Purchase and remortgage requests are the cornerstone of our regulated finance department. With tighter regulation and a vast array of lender criteria it is essential clients understand their legitimate options. “What is the best option?” or “What is the cheapest option?” are consistent questions we hear. `Best` is a subjective term and worth remembering the different client priorities create different funding compromises. One example is the lender who offers the largest mortgage capacity may not have the cheapest rate, or the cheapest lender may have an issue with a client’s income structure due to commission or bonus structures.  With this in mind, clients often ask the most important themes for Residential funding. We have summarised the top 5 below:

  1. Affordability. Every lender decides how they view your spending habits and therefore how much disposable income they believe you have left for mortgage purposes. School fees, pensions, credit commitments and household bills are all viewed differently and needs to be understood at the outset to see if they negatively affect your case.

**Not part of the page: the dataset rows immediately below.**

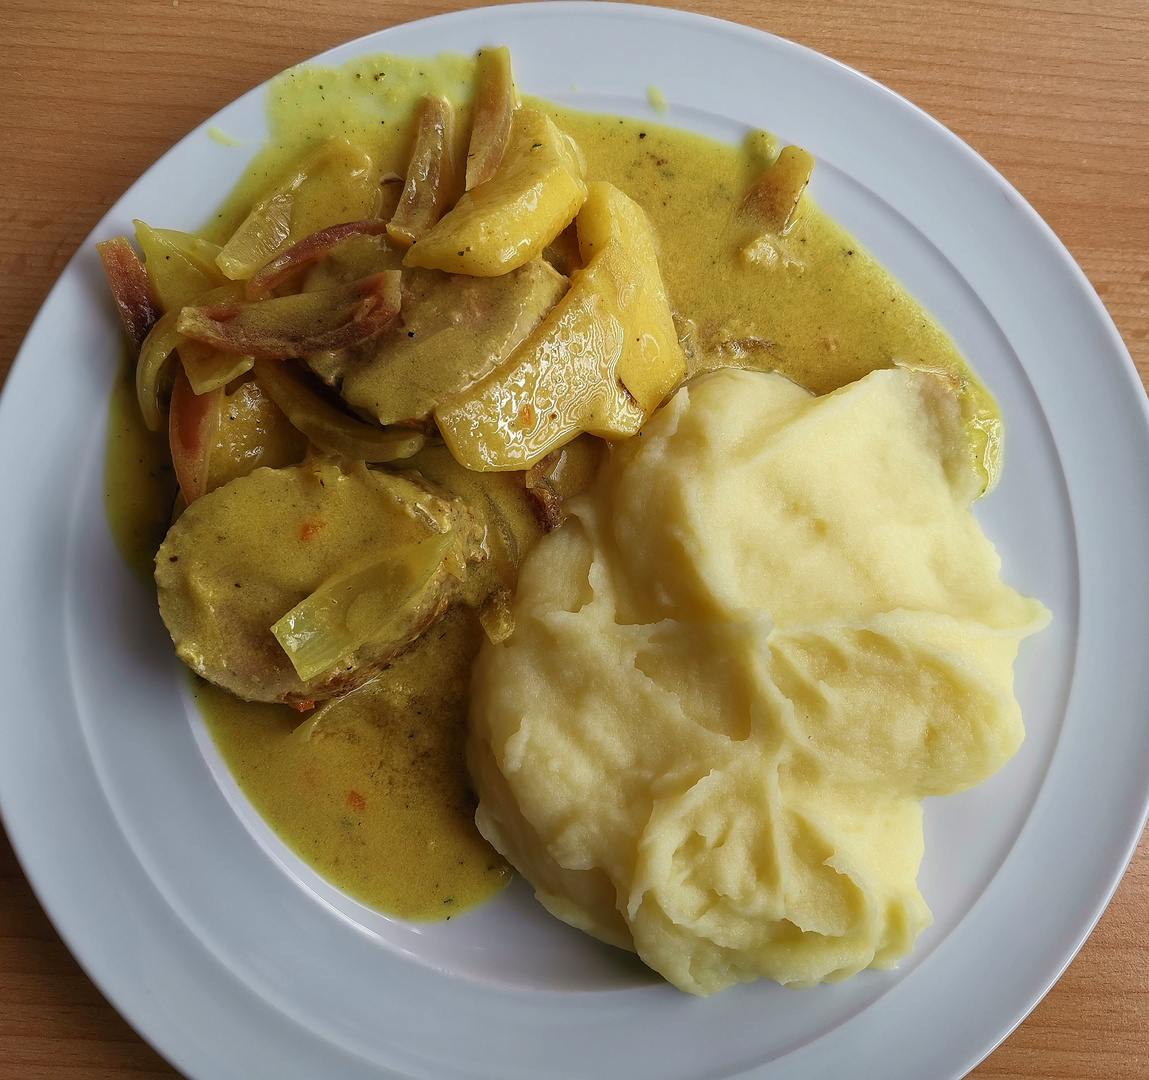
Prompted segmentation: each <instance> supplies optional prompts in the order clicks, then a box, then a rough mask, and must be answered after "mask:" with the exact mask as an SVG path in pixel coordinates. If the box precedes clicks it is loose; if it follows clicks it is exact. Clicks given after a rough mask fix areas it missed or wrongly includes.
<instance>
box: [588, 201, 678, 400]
mask: <svg viewBox="0 0 1149 1080" xmlns="http://www.w3.org/2000/svg"><path fill="white" fill-rule="evenodd" d="M577 227H578V244H579V252H580V253H581V256H583V262H584V263H585V264H586V270H585V271H584V273H586V275H589V276H591V277H592V278H594V277H597V276H602V277H604V278H614V280H615V283H617V291H612V290H611V288H610V286H609V285H608V284H606V283H603V285H602V286H601V291H602V292H603V294H604V296H606V298H607V299H608V300H611V301H615V300H616V298H617V301H616V302H615V303H614V310H615V314H616V316H617V317H618V319H619V321H620V322H622V323H623V324H624V325H625V326H626V327H627V334H626V341H625V344H624V346H623V354H622V356H619V357H618V367H617V369H616V375H617V376H618V380H619V381H620V383H622V384H623V386H625V387H626V389H627V392H629V393H630V394H631V396H632V398H633V399H634V400H635V401H637V402H638V404H639V408H640V409H642V411H643V412H645V414H646V415H648V416H649V415H650V414H651V412H653V411H654V410H655V409H656V408H657V407H658V406H660V404H661V403H662V401H663V399H664V398H665V396H666V394H669V393H670V391H671V389H673V387H674V386H677V385H678V383H679V380H680V379H681V378H683V376H684V375H685V373H686V357H685V356H684V355H683V349H681V346H680V345H679V344H678V334H677V332H676V331H674V319H673V316H672V315H671V314H670V301H669V300H668V299H666V290H665V287H664V286H663V283H662V271H661V270H660V269H658V253H657V250H656V248H655V240H654V232H653V231H651V230H650V222H649V221H648V219H647V216H646V214H645V211H643V210H642V207H640V206H639V205H638V203H637V202H635V201H634V200H633V199H630V198H627V196H626V195H624V194H623V193H622V192H620V191H619V190H618V188H617V187H614V186H611V185H610V184H606V183H601V182H600V183H597V184H592V185H591V190H589V194H588V195H587V200H586V205H585V206H584V207H583V209H581V211H580V213H579V216H578V226H577Z"/></svg>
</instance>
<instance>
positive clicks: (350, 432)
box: [255, 360, 424, 462]
mask: <svg viewBox="0 0 1149 1080" xmlns="http://www.w3.org/2000/svg"><path fill="white" fill-rule="evenodd" d="M255 377H256V379H259V381H260V386H262V387H263V389H264V391H265V392H267V394H268V396H269V398H270V399H271V400H272V401H273V402H275V403H276V404H277V406H278V407H279V408H280V409H282V410H283V412H284V415H285V416H286V417H287V419H290V421H291V422H292V424H294V425H295V427H298V429H299V430H300V431H301V432H302V433H303V434H304V435H307V438H308V439H310V440H311V441H313V442H314V443H315V445H316V446H317V447H318V448H319V449H321V450H324V452H325V453H327V454H338V455H339V456H341V457H347V458H349V460H350V461H370V462H381V461H398V460H399V458H401V457H410V456H411V454H414V453H416V452H417V450H418V449H421V448H422V446H423V441H424V440H423V435H421V434H419V433H418V432H417V431H411V430H410V429H407V427H387V429H384V427H379V426H378V425H376V424H364V423H363V421H358V419H355V418H353V417H350V416H346V415H344V414H342V412H340V411H339V410H338V409H337V408H334V407H333V406H331V404H329V403H327V402H326V401H324V400H323V399H322V398H321V396H319V395H318V394H316V393H314V392H313V391H311V389H309V388H308V387H307V386H304V385H303V384H302V383H301V381H300V380H299V379H296V378H295V377H294V376H292V375H291V373H290V372H288V371H286V370H285V369H284V365H283V364H282V363H280V362H278V361H275V360H257V361H256V362H255Z"/></svg>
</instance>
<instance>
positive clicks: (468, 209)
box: [403, 108, 586, 277]
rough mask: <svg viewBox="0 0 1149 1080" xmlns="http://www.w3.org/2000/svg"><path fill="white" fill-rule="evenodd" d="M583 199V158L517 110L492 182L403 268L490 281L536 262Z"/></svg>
mask: <svg viewBox="0 0 1149 1080" xmlns="http://www.w3.org/2000/svg"><path fill="white" fill-rule="evenodd" d="M585 199H586V184H585V182H584V180H583V154H581V152H580V151H579V148H578V147H577V146H576V145H575V142H573V140H572V139H571V138H570V137H569V136H566V134H564V133H563V132H562V131H560V130H558V128H556V126H555V123H554V121H552V119H550V117H549V116H546V115H545V114H542V113H538V111H535V110H534V109H527V108H522V109H516V110H515V116H514V121H512V123H511V133H510V142H509V145H508V146H507V152H506V153H504V154H503V159H502V162H501V163H500V165H499V168H498V169H496V170H495V173H494V176H492V177H491V179H489V180H487V182H486V183H485V184H480V185H479V186H478V187H473V188H471V191H469V192H465V193H464V194H463V195H462V198H461V199H460V200H458V202H457V203H455V207H454V209H453V210H450V213H448V214H446V215H445V216H444V217H442V218H441V219H440V222H439V224H438V225H435V226H434V229H432V230H431V231H430V232H429V233H427V234H426V236H425V237H423V238H422V239H421V240H417V241H416V242H415V244H412V245H411V249H410V250H409V252H408V253H407V256H406V257H404V260H403V264H404V265H407V267H426V268H427V269H431V270H446V271H448V272H449V273H471V275H475V276H476V277H495V276H498V275H500V273H508V272H509V271H511V270H514V269H515V268H516V267H522V265H523V264H524V263H527V262H530V261H531V260H532V259H535V257H538V256H539V255H540V254H541V253H542V249H543V248H545V247H546V246H547V245H548V244H549V242H550V241H552V240H554V238H555V237H557V236H558V233H560V232H562V231H563V229H565V227H566V225H568V224H569V223H570V221H571V218H573V217H575V215H576V214H577V213H578V208H579V207H580V206H581V205H583V202H584V200H585Z"/></svg>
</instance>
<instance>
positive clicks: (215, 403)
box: [168, 368, 223, 506]
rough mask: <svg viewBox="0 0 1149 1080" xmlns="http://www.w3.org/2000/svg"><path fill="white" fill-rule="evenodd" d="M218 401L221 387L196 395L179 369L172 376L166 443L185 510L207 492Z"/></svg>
mask: <svg viewBox="0 0 1149 1080" xmlns="http://www.w3.org/2000/svg"><path fill="white" fill-rule="evenodd" d="M222 401H223V387H217V388H216V389H213V391H208V393H206V394H196V393H195V392H194V391H193V389H192V384H191V383H188V381H187V376H186V375H185V373H184V371H183V369H182V368H180V370H179V371H177V372H176V381H175V384H173V385H172V387H171V409H170V411H169V412H168V440H169V442H170V445H171V463H172V465H173V466H175V469H176V479H177V480H179V491H180V492H182V494H183V496H184V502H185V503H187V504H188V506H191V504H192V503H193V502H195V500H196V499H199V497H200V495H203V494H206V493H207V489H208V465H209V463H210V457H211V448H213V446H214V445H215V438H216V432H217V431H218V430H219V406H221V403H222Z"/></svg>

  2. Employed Income. Every lender interprets your current and historical total paid income differently. This includes bonus, allowances, monthly commission and pay rises. It is not uncommon for the same client to get 30% variance on loan sizes by approaching different lenders.
  3. Self-employed Income. Sole trader and limited company are the most common categories. Limited Company has the greatest variance which needs careful examination to ensure you are being viewed correctly and favourably. The most important initial questions will always start with: How many years’ accounts do you have? Shareholding? How do you remunerate yourself- Salary, Dividends? Or do you just take what you need leaving retained profit in the company? The answers have a substantial effect on lender choice and capacity.
  4. Deposit and loan size. The most lucrative products come from the larger deposits. In 2017 25% minimum represents a sensible balance for Residential Lending.
  5. Credit Profile. Often overlooked but seemingly innocent and defendable oversights can cause havoc with a lending application. Be careful to maintain a good credit profile and, if in doubt, check 3 – 6 months prior to an important property purchase’

In summary, at Carbon our role is to thoroughly understand a client’s position and objectives before advising accordingly.